Quantifying the Organization of Mitochondria Within a Connectome

Date of Award

Spring 1-1-2025

Document Type

Dissertation

Degree Name

Doctor of Philosophy (PhD)

Department

Molecular, Cellular, and Developmental Biology

First Advisor

Clark, Damon

Abstract

The central question in systems neuroscience is: how does the brain compute? Thestandard approach is to treat a network of neurons as an electrical circuit and model their responses. However, neurons are not pieces of metal embedded in a circuit. Neurons are biological cells with organelles that are required for their computational function. Mitochondria are critical for neurons to form branches, change radii, and elongate; all of which change how signals are processed in the brain. With mitochondria playing a key role in neural computation, we sought to understand how mitochondria are organized in the brain. Recent advances in connectomic research have made large, electron microscopy datasets publicly available to discover principles of mitochondria organization.
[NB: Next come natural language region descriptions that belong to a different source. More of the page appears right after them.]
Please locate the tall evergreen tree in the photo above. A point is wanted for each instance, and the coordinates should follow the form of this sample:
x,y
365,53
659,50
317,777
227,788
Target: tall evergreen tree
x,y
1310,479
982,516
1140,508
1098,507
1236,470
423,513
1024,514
We investigate the distribution of millions of mitochondria in the Drosophila hemibrain dataset, 100s of times larger than previous mitochondria datasets. The significant increase in statistical power has allows us to uncover rules of mitochondria placement and a new interpretation of the connectome conditioned on mitochondria placement. Our results reveal a quantitative framework for understanding how subcellular components are organized in the brain and correlating these principles with neural function.